Okay, after several months off, it's time to get this blog rolling again. And lets kick it off with the 7th annual Showdown in San Angelo drag boat races at Lake Nasworthy. Every photo assignment has it's challenges, and the boat races are no different. With this particular assignment, dealing with the heat, long hours and the sometimes eardrum-busting roar of the engines can really take a toll on you. What have I learned over the years of covering this event? Pace yourself. There's no need to photograph all aspects of the event in the first hour and half. Do that, and the experience will be much more enjoyable and you won't burn out on the first day of competition.
In the interest of full disclosure, I'm not really a fan of drag racing in any kind of form. While I am a motorsports fan, drag racing just doesn't do it for me. However, that does not mean that I don't have a tremendous amount respect for the teams and fans involved. I do. They're good people. I had an opportunity to chat with a team from Ft. Worth who competes in the pro modified division and while they were busy taking apart an engine to replace a blower belt, they graciously answered all of my obvious mechanically ignorant questions about what they were doing. What is a blower belt? What kind of fuel do you use? Do you turn a key or press a button to start this thing? Dumb. I never feel like more an idiot than when I'm standing next to a motor of any kind.

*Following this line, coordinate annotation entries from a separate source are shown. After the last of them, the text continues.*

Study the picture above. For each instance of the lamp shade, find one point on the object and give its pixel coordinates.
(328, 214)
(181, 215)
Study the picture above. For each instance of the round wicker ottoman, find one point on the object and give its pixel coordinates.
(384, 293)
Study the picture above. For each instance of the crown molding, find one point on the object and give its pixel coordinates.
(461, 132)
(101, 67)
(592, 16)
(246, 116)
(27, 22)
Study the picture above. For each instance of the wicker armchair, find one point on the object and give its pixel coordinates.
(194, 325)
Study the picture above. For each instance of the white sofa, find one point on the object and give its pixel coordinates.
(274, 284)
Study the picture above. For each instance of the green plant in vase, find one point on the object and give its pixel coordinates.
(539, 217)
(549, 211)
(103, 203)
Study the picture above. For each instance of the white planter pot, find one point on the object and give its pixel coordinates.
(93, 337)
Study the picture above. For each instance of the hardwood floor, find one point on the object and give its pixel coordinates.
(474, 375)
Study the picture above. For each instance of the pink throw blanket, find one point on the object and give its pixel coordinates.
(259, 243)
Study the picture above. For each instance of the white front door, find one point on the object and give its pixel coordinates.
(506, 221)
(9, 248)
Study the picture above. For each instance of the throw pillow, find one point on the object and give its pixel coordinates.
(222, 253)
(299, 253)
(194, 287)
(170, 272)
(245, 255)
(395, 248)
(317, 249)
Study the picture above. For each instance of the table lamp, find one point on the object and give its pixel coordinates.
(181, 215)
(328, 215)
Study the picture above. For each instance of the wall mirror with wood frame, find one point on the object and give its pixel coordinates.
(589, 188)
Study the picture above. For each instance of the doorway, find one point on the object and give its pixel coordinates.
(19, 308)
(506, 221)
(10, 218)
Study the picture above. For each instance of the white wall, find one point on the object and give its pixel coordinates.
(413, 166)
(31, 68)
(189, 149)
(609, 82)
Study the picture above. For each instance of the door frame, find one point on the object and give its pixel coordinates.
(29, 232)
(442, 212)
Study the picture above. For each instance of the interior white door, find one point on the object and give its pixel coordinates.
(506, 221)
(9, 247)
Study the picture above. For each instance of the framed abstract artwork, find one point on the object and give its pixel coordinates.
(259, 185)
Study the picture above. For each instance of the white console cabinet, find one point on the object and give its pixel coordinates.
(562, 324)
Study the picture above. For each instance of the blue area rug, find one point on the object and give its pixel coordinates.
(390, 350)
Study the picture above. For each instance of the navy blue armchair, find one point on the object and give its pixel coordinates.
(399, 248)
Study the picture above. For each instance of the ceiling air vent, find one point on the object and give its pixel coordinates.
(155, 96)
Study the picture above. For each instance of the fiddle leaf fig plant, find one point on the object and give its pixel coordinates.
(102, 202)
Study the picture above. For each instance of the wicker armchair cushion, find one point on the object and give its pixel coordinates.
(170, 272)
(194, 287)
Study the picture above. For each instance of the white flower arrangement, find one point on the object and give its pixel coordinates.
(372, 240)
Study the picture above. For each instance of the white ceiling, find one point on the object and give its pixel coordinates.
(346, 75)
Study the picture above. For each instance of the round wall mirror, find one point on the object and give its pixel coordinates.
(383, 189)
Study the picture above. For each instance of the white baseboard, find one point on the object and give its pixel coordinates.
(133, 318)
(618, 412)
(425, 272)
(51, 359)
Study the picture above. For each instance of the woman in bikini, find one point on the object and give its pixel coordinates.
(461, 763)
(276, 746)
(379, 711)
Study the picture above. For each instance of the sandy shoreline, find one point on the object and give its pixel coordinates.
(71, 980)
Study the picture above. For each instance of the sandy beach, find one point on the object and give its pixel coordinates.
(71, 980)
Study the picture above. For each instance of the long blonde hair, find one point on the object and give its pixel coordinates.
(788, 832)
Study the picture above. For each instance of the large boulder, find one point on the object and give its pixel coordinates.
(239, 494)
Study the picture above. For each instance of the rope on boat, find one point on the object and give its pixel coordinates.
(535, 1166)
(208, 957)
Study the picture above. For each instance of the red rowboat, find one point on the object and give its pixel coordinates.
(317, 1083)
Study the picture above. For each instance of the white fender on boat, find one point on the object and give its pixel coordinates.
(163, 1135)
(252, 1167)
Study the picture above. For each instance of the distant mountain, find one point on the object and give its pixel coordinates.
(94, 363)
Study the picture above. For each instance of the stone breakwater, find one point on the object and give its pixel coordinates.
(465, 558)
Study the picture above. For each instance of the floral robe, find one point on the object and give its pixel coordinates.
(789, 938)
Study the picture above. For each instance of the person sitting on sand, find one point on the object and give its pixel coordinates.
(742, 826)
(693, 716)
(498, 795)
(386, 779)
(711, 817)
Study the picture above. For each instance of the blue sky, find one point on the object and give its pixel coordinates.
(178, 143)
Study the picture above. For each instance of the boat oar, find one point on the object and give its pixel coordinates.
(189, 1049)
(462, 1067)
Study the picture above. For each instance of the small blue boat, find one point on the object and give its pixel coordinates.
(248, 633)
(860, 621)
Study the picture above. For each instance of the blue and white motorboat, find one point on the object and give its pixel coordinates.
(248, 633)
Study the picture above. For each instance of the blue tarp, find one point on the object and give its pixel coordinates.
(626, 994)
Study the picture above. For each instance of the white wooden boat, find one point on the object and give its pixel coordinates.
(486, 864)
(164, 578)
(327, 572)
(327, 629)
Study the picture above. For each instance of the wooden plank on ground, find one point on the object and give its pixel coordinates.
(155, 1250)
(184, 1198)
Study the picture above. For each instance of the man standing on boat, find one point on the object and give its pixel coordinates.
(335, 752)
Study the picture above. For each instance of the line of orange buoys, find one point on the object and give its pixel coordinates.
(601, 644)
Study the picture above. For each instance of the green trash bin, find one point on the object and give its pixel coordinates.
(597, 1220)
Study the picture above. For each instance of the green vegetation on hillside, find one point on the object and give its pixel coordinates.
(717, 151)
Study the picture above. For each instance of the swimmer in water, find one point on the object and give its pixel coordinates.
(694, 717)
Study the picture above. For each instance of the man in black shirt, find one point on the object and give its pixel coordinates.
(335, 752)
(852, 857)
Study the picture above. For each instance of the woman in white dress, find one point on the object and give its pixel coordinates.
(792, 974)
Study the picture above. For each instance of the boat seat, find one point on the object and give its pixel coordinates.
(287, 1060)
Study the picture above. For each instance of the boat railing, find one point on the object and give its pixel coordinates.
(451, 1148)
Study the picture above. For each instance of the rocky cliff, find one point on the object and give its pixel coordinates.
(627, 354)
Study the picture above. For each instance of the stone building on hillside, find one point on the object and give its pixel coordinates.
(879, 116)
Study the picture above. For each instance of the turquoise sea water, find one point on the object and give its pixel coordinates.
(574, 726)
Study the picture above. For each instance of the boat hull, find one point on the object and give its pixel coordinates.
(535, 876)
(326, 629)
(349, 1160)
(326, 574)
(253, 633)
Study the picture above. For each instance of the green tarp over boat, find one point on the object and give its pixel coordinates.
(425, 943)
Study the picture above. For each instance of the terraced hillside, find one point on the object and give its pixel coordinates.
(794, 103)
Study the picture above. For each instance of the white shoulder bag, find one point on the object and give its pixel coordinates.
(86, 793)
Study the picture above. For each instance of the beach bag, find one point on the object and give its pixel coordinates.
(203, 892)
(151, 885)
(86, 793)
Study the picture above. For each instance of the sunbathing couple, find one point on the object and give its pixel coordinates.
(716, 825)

The fans are just as nice as those who compete.If I had any questions about what was going on there was always someone near by to help me out. And, if I needed to get in a certain position to get a clean angle at the boats, fans were more than willing to let me use some of their shade under their tent to get what I needed. One of the things that I noticed while covering this year's event was that every division (of which there are about 10) has it's own fans. But when the call comes across for the top fuel hydro boats to come to the ramp, all the activity by competitors and fans comes to a stand still. These are the big-boy boats. They are the most expensive to run, the fastest division with speeds reaching upwards of 250 mph and can be quite scary at times when the driver looks like they might lose control. I think it was last year or the year before that a driver of a top fuel hydro started to lose control of his boat, couldn't get it slowed down enough and nearly ended up hitting another watercraft and the person on it.
Fortunately, nothing happened like that this year and everyone was safe. And after the last top fuel hydro boat makes it's run, everyone goes on about their business. And, I'll admit, they are kinda cool to see even if their runs only last 3.5 seconds. So, with three days of drag boat action I think I'm good for the year. Plus, it appears that the popularity of the event is growing now that it is sponsored by Lucas Oil and the drivers have good things to say about the venue.